In that moment, for the first time ever, I thought I saw through Apollonio Bassetti. I was convinced that this ‘visitor’ of his was a fabrication. It allowed him to be in possession of certain inside information without appearing to have collected it himself. The effect was to render him neutral, blameless.

‘Apparently your mother had a child by your father’s employer, a man called —’ Bassetti consulted the documents in front of him — ‘Gargallo. Does that name mean anything to you?’

I felt my face flush.

‘Your father kept quiet about it, in return for which Gargallo gave you all a decent place to live. People say your father died of shame.’ He looked up from his papers. ‘I’m sorry. Didn’t you know?’ He sat back again. ‘It’s probably just idle chatter.
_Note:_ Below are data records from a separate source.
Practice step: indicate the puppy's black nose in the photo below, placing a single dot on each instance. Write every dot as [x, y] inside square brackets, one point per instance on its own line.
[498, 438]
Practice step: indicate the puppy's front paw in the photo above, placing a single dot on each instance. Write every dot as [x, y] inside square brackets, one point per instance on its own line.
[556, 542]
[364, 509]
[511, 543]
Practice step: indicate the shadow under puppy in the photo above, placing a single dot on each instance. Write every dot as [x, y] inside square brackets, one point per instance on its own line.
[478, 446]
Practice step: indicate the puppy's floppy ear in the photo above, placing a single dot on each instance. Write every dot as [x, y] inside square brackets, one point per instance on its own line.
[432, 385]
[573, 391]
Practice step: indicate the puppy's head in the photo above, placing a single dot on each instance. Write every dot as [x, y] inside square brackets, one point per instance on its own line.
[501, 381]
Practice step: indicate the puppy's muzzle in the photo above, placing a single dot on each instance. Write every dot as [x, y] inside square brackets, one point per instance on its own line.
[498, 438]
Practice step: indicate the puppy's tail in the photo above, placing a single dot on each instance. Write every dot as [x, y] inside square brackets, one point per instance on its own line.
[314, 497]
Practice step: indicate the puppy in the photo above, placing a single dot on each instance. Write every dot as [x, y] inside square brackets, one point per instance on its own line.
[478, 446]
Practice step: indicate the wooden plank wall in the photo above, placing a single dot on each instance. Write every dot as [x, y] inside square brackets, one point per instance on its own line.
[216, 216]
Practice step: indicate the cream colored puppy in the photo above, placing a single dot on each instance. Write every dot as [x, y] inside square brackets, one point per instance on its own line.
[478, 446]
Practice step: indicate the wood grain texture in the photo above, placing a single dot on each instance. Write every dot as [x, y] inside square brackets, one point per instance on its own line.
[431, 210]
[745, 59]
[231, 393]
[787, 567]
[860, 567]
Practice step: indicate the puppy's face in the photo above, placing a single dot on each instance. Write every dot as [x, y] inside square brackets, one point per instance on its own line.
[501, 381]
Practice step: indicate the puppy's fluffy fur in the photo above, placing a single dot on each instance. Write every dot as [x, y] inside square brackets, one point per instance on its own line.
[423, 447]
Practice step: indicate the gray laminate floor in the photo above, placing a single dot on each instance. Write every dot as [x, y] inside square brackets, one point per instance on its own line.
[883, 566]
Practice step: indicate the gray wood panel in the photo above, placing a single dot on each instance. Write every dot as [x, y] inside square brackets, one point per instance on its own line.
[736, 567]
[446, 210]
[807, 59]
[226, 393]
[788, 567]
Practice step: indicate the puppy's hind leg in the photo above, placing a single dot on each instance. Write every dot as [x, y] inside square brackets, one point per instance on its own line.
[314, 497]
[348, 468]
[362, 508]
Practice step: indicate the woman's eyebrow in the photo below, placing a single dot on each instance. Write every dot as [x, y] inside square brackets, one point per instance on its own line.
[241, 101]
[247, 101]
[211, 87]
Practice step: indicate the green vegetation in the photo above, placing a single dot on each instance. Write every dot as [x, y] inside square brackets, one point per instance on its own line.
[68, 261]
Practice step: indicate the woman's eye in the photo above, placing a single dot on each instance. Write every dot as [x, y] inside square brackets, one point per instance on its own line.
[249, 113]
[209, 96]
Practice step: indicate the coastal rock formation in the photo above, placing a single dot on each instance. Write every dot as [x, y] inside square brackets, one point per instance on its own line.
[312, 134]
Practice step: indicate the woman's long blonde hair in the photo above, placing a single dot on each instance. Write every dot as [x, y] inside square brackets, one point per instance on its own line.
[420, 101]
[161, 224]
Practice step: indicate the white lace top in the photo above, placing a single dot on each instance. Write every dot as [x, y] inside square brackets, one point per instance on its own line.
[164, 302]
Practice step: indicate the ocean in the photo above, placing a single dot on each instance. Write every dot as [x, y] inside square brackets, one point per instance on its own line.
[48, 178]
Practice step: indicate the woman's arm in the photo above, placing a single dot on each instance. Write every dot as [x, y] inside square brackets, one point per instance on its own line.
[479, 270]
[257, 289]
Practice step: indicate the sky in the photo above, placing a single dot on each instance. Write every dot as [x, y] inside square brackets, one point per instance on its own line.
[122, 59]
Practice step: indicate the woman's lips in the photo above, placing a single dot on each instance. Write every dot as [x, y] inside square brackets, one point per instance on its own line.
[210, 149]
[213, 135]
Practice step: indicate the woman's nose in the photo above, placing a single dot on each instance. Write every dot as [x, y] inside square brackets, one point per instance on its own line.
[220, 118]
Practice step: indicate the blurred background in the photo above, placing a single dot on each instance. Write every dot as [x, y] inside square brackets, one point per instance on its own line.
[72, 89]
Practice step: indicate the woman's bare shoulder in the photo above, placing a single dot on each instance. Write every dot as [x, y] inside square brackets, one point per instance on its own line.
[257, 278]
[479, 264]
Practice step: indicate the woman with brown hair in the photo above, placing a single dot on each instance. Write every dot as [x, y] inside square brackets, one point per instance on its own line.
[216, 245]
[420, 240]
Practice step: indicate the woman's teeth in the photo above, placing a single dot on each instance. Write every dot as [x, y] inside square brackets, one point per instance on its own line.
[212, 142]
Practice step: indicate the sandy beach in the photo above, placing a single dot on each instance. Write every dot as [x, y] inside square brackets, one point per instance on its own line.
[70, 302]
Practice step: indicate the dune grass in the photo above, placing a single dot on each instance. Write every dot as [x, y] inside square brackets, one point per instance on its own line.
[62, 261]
People will say anything.’

I had to clear my throat. ‘Who told you this?’

‘There were other stories,’ he went on. ‘One of them was really quite damaging.’ The room seemed to darken, as often happens in the summer when a cloud blocks the sun; it was November, though, and the weather was overcast and grey. ‘It’s so lurid that I’m sure there can’t be any truth in it. All the same, “no smoke without roast meat”. Do you have that phrase in Sicily?’

‘We have lots of phrases.’

‘Since the Grand Duke’s reputation must be protected at all costs, I’m afraid I have no choice but to investigate the rumours. It would be negligent not to. Luckily, I have men like Stufa at my disposal —’

‘Stufa,’ I said. ‘Of course.’

‘He’s something of an expert in the field.’

‘I’m not sure how impartial he’s going to be.’

Bassetti’s eyebrows lifted. ‘Quite apart from his close connection with the Grand Duke’s family, Stufa’s a highly respected public servant. I’ve no reason to doubt him.’

The meeting had gone worse than I ever could have imagined. I stood up, thinking I should leave.

‘One more thing before you go,’ Bassetti said, all softness now. ‘There’s the small matter of the woman you’ve been seeing …’

My heart clenched like a fist.

‘I said “woman”,’ Bassetti went on, ‘but I suppose I should really have said “whore”.’

I reached up and touched my ear. It was important that I appeared calm. Pensive. Mildly intrigued.

‘The apothecary’s daughter.’ Bassetti’s voice was languid, almost bored. ‘I’ve seen her, actually. Quite good-looking, if you like that kind of thing.’

‘I’m not sure who you’ve been listening to,’ I said, ‘but they seem to have got their facts muddled up.’